How would you write an AI rocket pilot? This is what I've been thinking about for the past few months in my spare time. I've been reading some books and papers about optimal control, and am still learning and collecting my thoughts, and writing code. So this is just a brief update.

A few years back I did some work in this direction. The rocket is treated as a point mass that can instantaneously accelerate in any direction, with a limit on the acceleration. One control problem is: given a starting state (position and velocity) and a desired final state (position and velocity), fly the rocket between the two states in minimum time. (No gravitational acceleration in this simple scenario.)
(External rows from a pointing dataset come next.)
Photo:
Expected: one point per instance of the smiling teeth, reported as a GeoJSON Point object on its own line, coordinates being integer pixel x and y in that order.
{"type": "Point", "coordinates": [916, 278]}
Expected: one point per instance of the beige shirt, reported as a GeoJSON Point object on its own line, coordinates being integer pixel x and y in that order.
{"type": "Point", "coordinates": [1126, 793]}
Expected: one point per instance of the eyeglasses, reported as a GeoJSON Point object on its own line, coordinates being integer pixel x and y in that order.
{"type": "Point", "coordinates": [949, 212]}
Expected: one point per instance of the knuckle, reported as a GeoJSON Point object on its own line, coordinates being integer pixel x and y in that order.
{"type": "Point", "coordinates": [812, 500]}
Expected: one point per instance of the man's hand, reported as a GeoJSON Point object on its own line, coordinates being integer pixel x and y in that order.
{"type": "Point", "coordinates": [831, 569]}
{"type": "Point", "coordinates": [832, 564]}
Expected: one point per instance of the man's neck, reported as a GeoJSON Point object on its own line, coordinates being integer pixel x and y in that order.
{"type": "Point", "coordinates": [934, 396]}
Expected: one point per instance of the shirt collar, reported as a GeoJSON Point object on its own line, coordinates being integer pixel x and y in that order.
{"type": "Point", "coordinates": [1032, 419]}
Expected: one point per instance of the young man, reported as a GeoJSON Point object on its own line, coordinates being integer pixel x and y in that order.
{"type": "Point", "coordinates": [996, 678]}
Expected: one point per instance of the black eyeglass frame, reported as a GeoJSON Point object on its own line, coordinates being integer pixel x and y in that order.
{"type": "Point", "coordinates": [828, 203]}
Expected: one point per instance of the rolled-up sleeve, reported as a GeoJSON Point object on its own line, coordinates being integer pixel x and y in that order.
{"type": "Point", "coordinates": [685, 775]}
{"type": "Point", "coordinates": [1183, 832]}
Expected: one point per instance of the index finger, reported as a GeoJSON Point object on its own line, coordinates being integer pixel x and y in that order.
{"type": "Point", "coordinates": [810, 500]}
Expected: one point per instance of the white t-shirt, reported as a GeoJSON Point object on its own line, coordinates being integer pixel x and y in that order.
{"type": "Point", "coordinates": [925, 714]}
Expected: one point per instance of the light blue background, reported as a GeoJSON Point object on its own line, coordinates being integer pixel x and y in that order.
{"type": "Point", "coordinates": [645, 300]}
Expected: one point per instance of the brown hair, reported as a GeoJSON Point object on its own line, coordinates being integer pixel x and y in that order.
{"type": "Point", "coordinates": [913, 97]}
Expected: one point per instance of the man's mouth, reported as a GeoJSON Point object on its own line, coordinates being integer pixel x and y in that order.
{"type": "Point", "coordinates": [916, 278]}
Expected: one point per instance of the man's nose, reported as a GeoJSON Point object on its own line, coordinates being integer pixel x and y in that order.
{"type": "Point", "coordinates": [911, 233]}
When I wrote that last page I conjectured that the optimal route would consist of accelerating in one direction for a duration and then (if necessary) accelerating in a second direction for an additional duration. (Flying two parabolic arcs, essentially.) I based this on an attempt to extend the one-dimensional optimal control, which is to accelerate in one direction at maximum for a duration, and then potentially reverse direction and accelerate for an additional duration.

Since reading some optimal control theory I've worked out enough to realize that this is not the optimal control. The optimal control turns out to be to thrust (with maximum acceleration) in the direction of a point that is moving along a straight line. The point is moving through a "control space" and you basically normalize the vector toward it and multiply that by the maximum acceleration to get the acceleration vector. You can see how the one-dimensional case extends to this, but in the two- or three-dimensional case the rocket potentially pivots through a range of directions as it accelerates. The trick, then, is to come up with the equation of motion for the control point that results in the rocket getting from the initial state to the final state.

That's all I have for now; hopefully more to follow.

3 comments:

owen said...

Solar wind and rogue asteroids

Patrick said...

Rocket science is hard. AI can be hard, both together are trying.

In the little time I can make to work on my project I've decided to forego continuous acceleration for the purposes of getting something working. I'm going to use instant velocity change and a Lambert Solver to plot my trajectories. I'm currently working on the issue that the lambert solutions it presents don't care if they would pass you too close to other bodies, which would perturb your path, or at worse cause collision. Determining the point where the ship encounters the sphere of influence isn't trivial, especially since I might have to do it a lot for multiple ships.

Next will be adjusting the path to avoid/account for those perturbations. Hopefully later once that works I can try bring back gradual acceleration, maybe through some sort of vector matching/path following steering behaviour, but that would probably have very different delta-v cost that planned.

I'd forgotten about your blog until someone replied to one of my previous posts.

James McNeill said...

Yeah. Someone was asking me at work today if I still was posting. Sadly, I am not, really. My children have grown enough to have busy calendars, I bought a house and the neighbor kids are over all the time, the lawn needs mowing, I have a project in crunch at work, etc. I don't really play games any more, even. It's a different phase of life, I guess.

On the bus I am still thinking about this problem though. I've been putting in time coding on it every now and then, but haven't gotten enough done that I feel like I have useful info to share on the blog.

The Lambert solver can be a useful first approach to solving any sort of interplanetary transfer. There's still an element of optimization there, though, picking the transfer time. How are you doing that? Just trying a set of times and picking the most-optimal result?

One recommendation: John Betts' book "Practical Methods for Optimal Control and Estimation Using Nonlinear Programming." I found a PDF of it somewhere online that convinced me it would be worthwhile to buy.

Recently I also noticed that Robert Stengler's got his course slides online: http://www.princeton.edu/~stengel/MAE546Lectures.html

I've been paring my optimal-control example problems back to simpler and simpler problems in the hopes of coming up with something I can get to work. We shall see.

Best of luck to you with your project!